Conference Speakers

Anastasia Suboch

Doc Health Metrics: How Two Writers Built a Framework to Prioritize Docs Across Dozens of Products

At Booking.com's FinTech division, two technical writers serve dozens of products. We needed a way to identify documentation priorities at scale and communicate the severity of docs issues in terms that product owners would act on. Without data, "the docs need work" was always deprioritized.

So we built a documentation health framework from our experience as technical writers, defining what makes docs healthy, measuring it with AI-powered instrumentation, and presenting findings in ways that actually prompt teams to improve. The framework measures five dimensions (coverage, readability, style compliance, freshness, and discoverability), produces reports with business impact mapping and tailored recommendations, and evolves after each assessment as we learn what works and what doesn't.

The talk is structured around three pillars, each with practical lessons for anyone trying to make documentation measurable and improvable:

  • Defining metrics and instruments
  • Getting input from stakeholders
  • Presenting findings to stakeholders

Tal Gluck

Proving and improving the value of your docs

Most documentation teams believe their work is valuable.

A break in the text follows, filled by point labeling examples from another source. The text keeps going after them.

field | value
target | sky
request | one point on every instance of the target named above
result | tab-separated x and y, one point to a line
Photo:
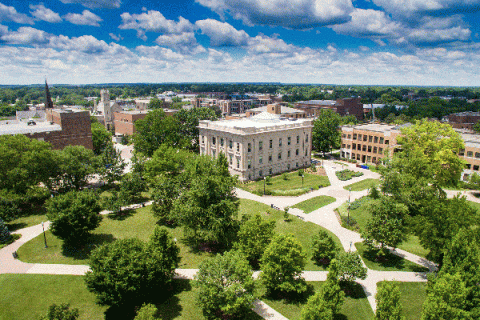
345	42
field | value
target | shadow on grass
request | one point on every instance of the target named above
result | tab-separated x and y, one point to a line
82	251
166	301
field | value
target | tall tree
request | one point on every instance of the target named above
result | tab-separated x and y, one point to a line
325	133
282	264
226	286
388	302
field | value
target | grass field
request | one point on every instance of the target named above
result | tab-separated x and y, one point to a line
362	215
355	307
28	297
412	296
389	262
141	223
291	187
314	203
362	185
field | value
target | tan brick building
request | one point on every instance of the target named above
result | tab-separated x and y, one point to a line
260	145
368	143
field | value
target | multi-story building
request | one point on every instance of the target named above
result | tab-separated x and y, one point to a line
260	145
368	143
60	127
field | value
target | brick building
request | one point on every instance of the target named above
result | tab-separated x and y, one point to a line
61	128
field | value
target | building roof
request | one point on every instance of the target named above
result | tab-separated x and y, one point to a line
284	110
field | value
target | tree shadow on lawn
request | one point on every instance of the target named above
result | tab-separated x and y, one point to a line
389	260
165	299
82	251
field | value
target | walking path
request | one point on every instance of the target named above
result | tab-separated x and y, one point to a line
324	217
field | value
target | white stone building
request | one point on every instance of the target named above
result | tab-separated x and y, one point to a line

Few can prove it - and even fewer are sure they're measuring the right things. During research for the 2025 and 2026 State of Docs reports, this gap between perceived value and demonstrated value was one of the most consistent pain points across teams of every size and maturity level.

This talk offers some practical ways to start making sense of docs metrics, whether you're tracking nothing yet or you've got data and aren't quite sure what to do with it.

We'll look at why the metrics that help you make a case to leadership can be different from the metrics that help you improve the actual quality of your docs, and why mixing them up leads to frustration on both fronts. We'll talk about why point-in-time numbers tell you less than you'd hope, and what to look at instead. And we'll look at some newer signals - search queries, AI conversation patterns - that can surface gaps your traffic data will never show you.

No single system works for everyone, but by the end you'll have a clearer sense of what you can measure based on your actual goals and concrete things you can try.

Kel Raleigh

Beyond Automation: Human Judgment as the Strategic Core of Business Writing

AI can write. But it can’t decide what matters.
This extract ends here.